In a memorandum to the recent NATO meetings in Warsaw, the group Veteran Intelligence Professionals for Sanity argued as much. “There is not one scintilla of evidence of any Russian plan to annex Crimea before the coup in Kiev and coup leaders began talking about joining NATO,” the members insisted. “If senior NATO leaders continue to be unable or unwilling to distinguish between cause and effect, increasing tension is inevitable with potentially disastrous results.”

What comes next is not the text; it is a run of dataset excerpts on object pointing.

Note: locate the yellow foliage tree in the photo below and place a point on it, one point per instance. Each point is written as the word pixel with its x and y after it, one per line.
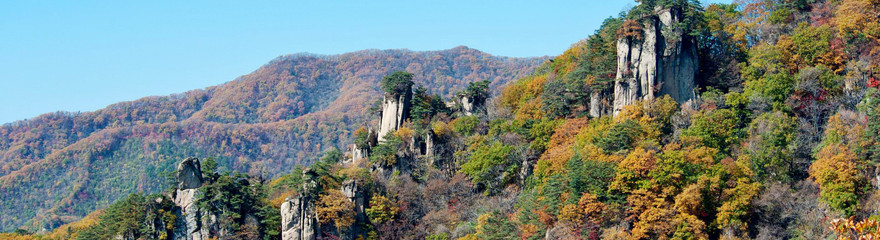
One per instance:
pixel 334 207
pixel 840 180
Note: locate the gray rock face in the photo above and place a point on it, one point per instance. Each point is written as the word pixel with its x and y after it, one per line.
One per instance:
pixel 189 174
pixel 193 223
pixel 467 106
pixel 298 217
pixel 355 195
pixel 663 62
pixel 395 110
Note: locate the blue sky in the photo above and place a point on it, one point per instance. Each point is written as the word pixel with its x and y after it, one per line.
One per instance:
pixel 84 55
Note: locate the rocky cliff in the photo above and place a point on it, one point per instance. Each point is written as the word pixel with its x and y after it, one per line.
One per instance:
pixel 194 224
pixel 298 217
pixel 395 110
pixel 660 60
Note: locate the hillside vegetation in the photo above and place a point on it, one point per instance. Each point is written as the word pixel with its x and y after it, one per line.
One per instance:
pixel 58 167
pixel 781 140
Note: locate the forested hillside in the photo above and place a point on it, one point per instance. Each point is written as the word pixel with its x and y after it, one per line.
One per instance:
pixel 58 167
pixel 778 137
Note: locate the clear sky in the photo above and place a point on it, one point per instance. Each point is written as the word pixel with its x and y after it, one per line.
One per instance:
pixel 84 55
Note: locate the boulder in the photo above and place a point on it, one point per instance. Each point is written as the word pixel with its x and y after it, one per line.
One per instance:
pixel 395 110
pixel 299 221
pixel 662 62
pixel 351 190
pixel 189 174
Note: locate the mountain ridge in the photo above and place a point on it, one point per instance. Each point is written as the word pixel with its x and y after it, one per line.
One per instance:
pixel 306 103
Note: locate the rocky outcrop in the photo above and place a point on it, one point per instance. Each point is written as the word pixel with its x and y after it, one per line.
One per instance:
pixel 468 106
pixel 661 61
pixel 355 195
pixel 194 224
pixel 298 218
pixel 395 110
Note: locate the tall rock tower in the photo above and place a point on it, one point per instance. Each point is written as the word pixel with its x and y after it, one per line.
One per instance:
pixel 395 103
pixel 661 60
pixel 395 110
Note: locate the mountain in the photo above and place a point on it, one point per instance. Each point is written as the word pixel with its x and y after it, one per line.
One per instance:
pixel 58 167
pixel 675 120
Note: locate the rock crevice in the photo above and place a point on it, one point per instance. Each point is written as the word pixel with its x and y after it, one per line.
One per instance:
pixel 662 61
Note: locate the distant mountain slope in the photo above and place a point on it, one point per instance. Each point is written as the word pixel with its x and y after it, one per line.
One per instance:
pixel 60 166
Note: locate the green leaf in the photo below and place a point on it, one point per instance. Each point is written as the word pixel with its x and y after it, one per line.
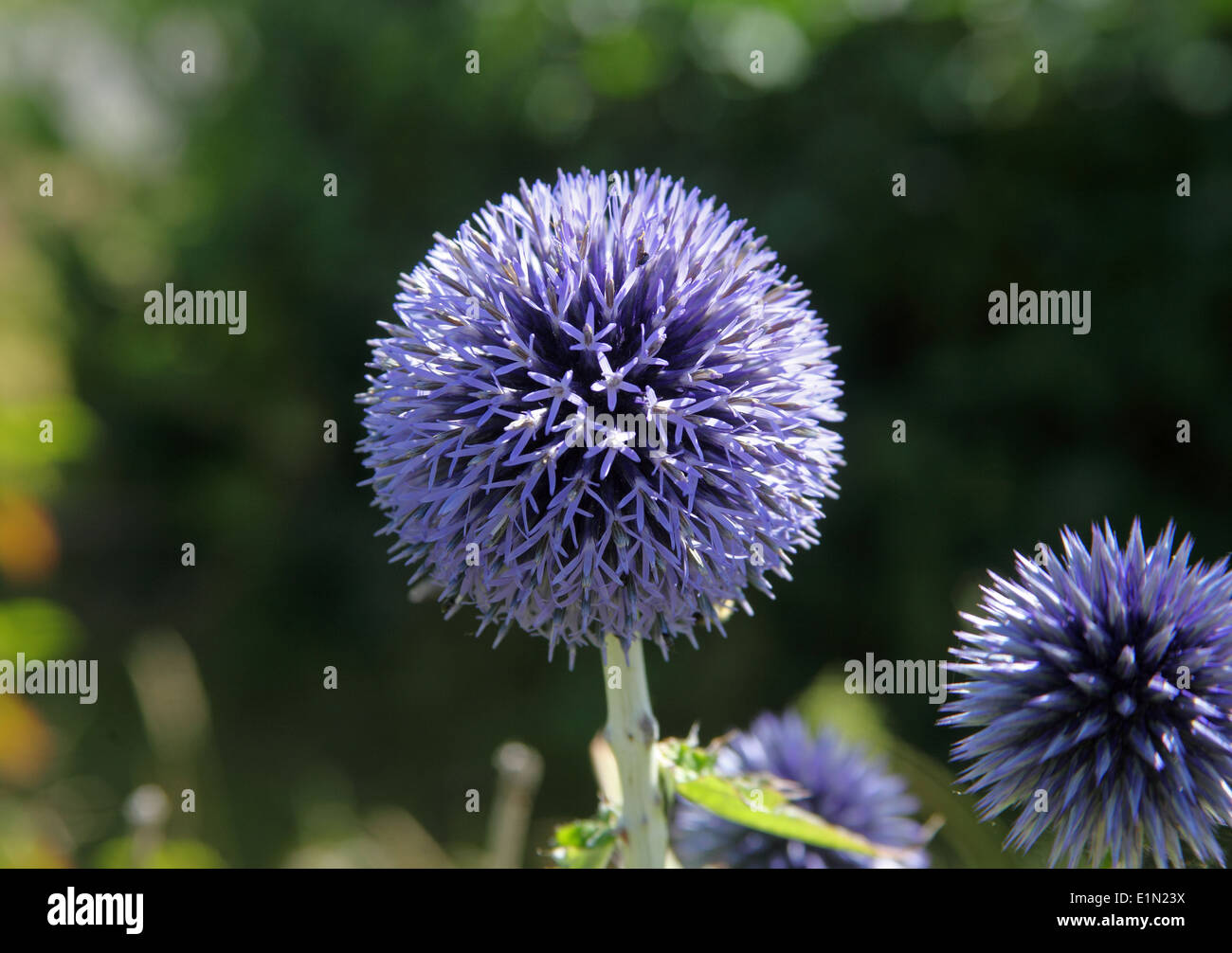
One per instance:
pixel 584 845
pixel 759 803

The organization of former intelligence analysts also sharply condemned the NATO war games that followed. “We shake our heads in disbelief when we see Western leaders seemingly oblivious to what it means to the Russians to witness exercises on a scale not seen since Hitler’s army launched ‘Unternehmen Barbarossa’ 75 years ago, leaving 25 million Soviet citizens dead.”
While the NATO meetings in Warsaw agreed to continue economic sanctions aimed at Russia for another six months and to station four battalions of troops in Poland and the Baltic states — along with separate U.S. forces in Bulgaria and Poland — there was an undercurrent of dissent. Greek Prime Minister Alexis Tsipras called for deescalating the tensions with Russia and for considering Russian President Vladimir Putin a partner rather than an enemy.
Greece was not alone. German Foreign Minister Frank-Walter Steinmeier called NATO maneuvers on the Russian border “warmongering” and “saber rattling.” French President Francois Hollande said Putin should be considered a “partner,” not a “threat,” and France tried to reduce the number of troops being deployed in the Baltic and Poland. Italy has been increasingly critical of the sanctions as well.
Rather than recognizing the growing discomfort of a number of NATO allies and that beefing up forces on Russia’s borders might be destabilizing, U.S. Secretary of State John Kerry recently inked defense agreements with Georgia and Ukraine.
After disappearing from the radar for several decades, nukes are back, and the decision to modernize the U.S. arsenal will almost certainly kick off a nuclear arms race with Russia and China. Russia is already replacing its current ICBM force with the more powerful and long range “Sarmat” ICBM, and China is loading its own missiles with multiple warheads.
Add to this volatile mixture military maneuvers and a deliberately opaque policy in regards to the use of nuclear weapons, and it’s no wonder that Perry thinks that the chances of some catastrophe is a growing possibility.